The Cayman Islands economy is booming. How and even whether to keep it booming in the face of international regulatory pressures and increasing domestic infrastructure strains were questions raised at the Cayman Islands Chamber of Commerce’s 2019 Economic Forum on 19 June at Kimpton Seafire Resort + Spa.
In his “State of the Economy” address, Minister of Finance and Economic Development Roy McTaggart noted that the Cayman Islands was currently enjoying an exceptionally robust period of economic activity that featured solid growth across all business sectors, low and falling unemployment and strong government finances that were generating operational surpluses and decreasing public debt.
Referring to specific industries, McTaggart said the hotel and restaurant sector, the construction sector, the financial and insurance services sector and the business services sector all experienced growth in 2018.
McTaggart said the economic situation in the Cayman Islands was something everyone in the country could be proud of, but the prosperity shouldn’t be taken for granted.
“We need to maintain our focus, support our dynamic business community and take decisions the country needs if we are to continue to prosper in the future.”
The Cayman Islands has set out to reduce financial and administrative burdens on businesses, particularly small businesses, McTaggart said.
“It was good to see that our efforts are being recognised with the publication [on 4 June] of a new Global Business Complexity Index that had Cayman in last place, recognising this jurisdiction as the easiest place in the world in which to do business,” he said. “Finally, a league table where we can be happy to be in last place.”
McTaggart said the government was maintaining full compliance with the Principles of Responsible Financial Management in terms of operating surplus, net worth, debt servicing cost, net debt and cash reserves.

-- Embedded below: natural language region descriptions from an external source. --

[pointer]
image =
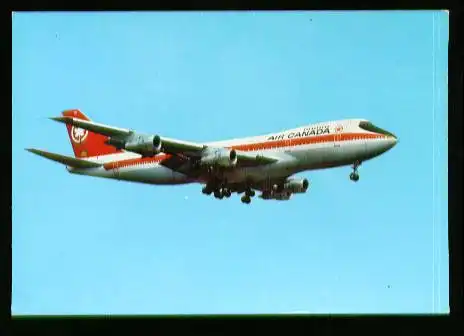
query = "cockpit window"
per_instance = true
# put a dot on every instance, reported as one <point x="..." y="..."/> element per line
<point x="366" y="125"/>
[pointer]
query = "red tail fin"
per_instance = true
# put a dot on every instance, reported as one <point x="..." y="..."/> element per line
<point x="84" y="142"/>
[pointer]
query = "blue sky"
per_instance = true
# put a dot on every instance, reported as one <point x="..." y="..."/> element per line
<point x="83" y="245"/>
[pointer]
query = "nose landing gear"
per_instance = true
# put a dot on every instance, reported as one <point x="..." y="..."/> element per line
<point x="354" y="176"/>
<point x="249" y="193"/>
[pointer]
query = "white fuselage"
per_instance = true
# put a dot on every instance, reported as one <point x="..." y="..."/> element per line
<point x="317" y="146"/>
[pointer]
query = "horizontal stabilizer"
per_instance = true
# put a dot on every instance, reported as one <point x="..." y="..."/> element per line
<point x="66" y="160"/>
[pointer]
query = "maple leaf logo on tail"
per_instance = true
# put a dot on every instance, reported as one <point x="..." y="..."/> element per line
<point x="78" y="135"/>
<point x="86" y="143"/>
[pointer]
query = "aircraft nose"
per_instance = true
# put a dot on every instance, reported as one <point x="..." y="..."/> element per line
<point x="392" y="141"/>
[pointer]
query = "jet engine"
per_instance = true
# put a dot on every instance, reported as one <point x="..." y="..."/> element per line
<point x="280" y="196"/>
<point x="148" y="145"/>
<point x="293" y="186"/>
<point x="219" y="157"/>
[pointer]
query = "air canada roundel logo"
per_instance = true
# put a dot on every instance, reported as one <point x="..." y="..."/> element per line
<point x="78" y="135"/>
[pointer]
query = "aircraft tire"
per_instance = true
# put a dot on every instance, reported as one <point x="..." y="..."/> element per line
<point x="354" y="177"/>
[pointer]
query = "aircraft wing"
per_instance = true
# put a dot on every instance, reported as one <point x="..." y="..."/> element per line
<point x="145" y="144"/>
<point x="66" y="160"/>
<point x="95" y="127"/>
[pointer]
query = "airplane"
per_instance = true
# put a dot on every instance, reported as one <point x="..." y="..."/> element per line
<point x="265" y="163"/>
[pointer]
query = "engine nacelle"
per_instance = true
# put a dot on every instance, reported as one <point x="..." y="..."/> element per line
<point x="219" y="157"/>
<point x="296" y="185"/>
<point x="280" y="196"/>
<point x="293" y="186"/>
<point x="146" y="145"/>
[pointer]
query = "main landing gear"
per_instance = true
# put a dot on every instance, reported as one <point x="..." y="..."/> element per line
<point x="249" y="193"/>
<point x="354" y="176"/>
<point x="219" y="193"/>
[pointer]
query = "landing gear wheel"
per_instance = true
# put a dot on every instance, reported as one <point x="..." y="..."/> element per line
<point x="206" y="191"/>
<point x="354" y="176"/>
<point x="250" y="193"/>
<point x="246" y="199"/>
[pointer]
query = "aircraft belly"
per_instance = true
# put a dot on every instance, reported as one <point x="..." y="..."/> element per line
<point x="156" y="174"/>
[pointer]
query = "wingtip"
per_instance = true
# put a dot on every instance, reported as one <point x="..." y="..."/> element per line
<point x="32" y="150"/>
<point x="59" y="119"/>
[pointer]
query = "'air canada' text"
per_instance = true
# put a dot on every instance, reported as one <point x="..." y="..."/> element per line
<point x="303" y="133"/>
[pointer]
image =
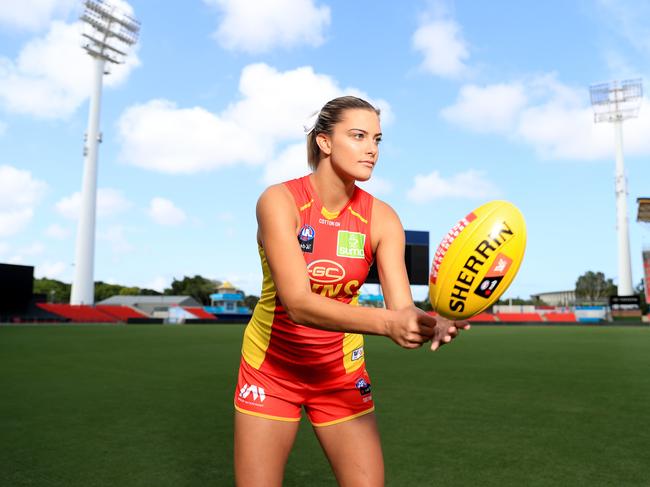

Later in the forum, two other speakers — economist Paul Byles and Caribbean Utilities Company President and CEO Richard Hew — both mentioned the importance of the government’s demonstrated fiscal responsibility in the Cayman Islands’ continued long-term economic prosperity.
After outlining a number of approved public infrastructure projects, McTaggart said growth in the medium term would continue to be driven by the private sector.
In addition to three approved hotel projects, McTaggart listed several retail and residential projects, including three in Camana Bay — the Cayman International School expansion, the new Foster’s Food Fair and the OLEA residential development.
“The government is committed to working with the private sector to ensure the long-term sustainability of a flourishing economy while also preserving the unique qualities that make the Cayman Islands such a wonderful place to live, work, visit and do business,” McTaggart said.
He noted that Premier Alden McLaughlin had already outlined how the government intends to address growth in a planned and sustainable manner that will ensure the best use of available land while preserving Grand Cayman’s environmental heritage.
“The Plan Cayman development framework, which has now completed its first round of public consultation, will focus on one major land area at a time,” he said, adding that a plan for the Seven Mile Beach corridor is now being developed and that it would look at the possibility of allowing taller buildings and commercial and residential mixed-use developments.
Speaking on a panel that discussed the merits and time frame of increasing the Cayman Islands population to 100,000, Dart Executive Vice President Real Estate Development and Operations Justin Howe said that with land on Grand Cayman being a scarce and finite resource, the opportunity was to “go, and grow, up, not out.”
“At Dart, we recognise the benefits of taller buildings in certain areas of Grand Cayman such as George Town and the Seven Mile Beach corridor,” he said. “With a smaller footprint, tall buildings have a lower environmental impact, infrastructure demands are reduced and those challenges are solvable.”
Howe said Dart’s proposal to build an “iconic tower” — one that would be the tallest building in the Caribbean — had the potential to become a symbol of the Cayman Islands’ standing on the world stage.
“Its purpose would be twofold; to signal Cayman’s strength and to continue to attract visitors, including high-net-worth visitors whose spending has a disproportionately positive impact on the economy and revenues to the country.”
He said the central components of the iconic tower would be a five-star hotel and branded residences and that if Dart were to proceed on the project, it would also continue to invest in infrastructure and workforce development.
Howe noted that with or without the iconic tower, Cayman’s population would continue to grow.
“Our population density is nowhere close to the likes of Dubai, Monaco or Singapore,” he said. “If growth is planned, thoughtful and well-managed, we can learn from their success and avoid their mistakes. If increasing building heights is inevitable, then designing the skyline is our chance to innovate.”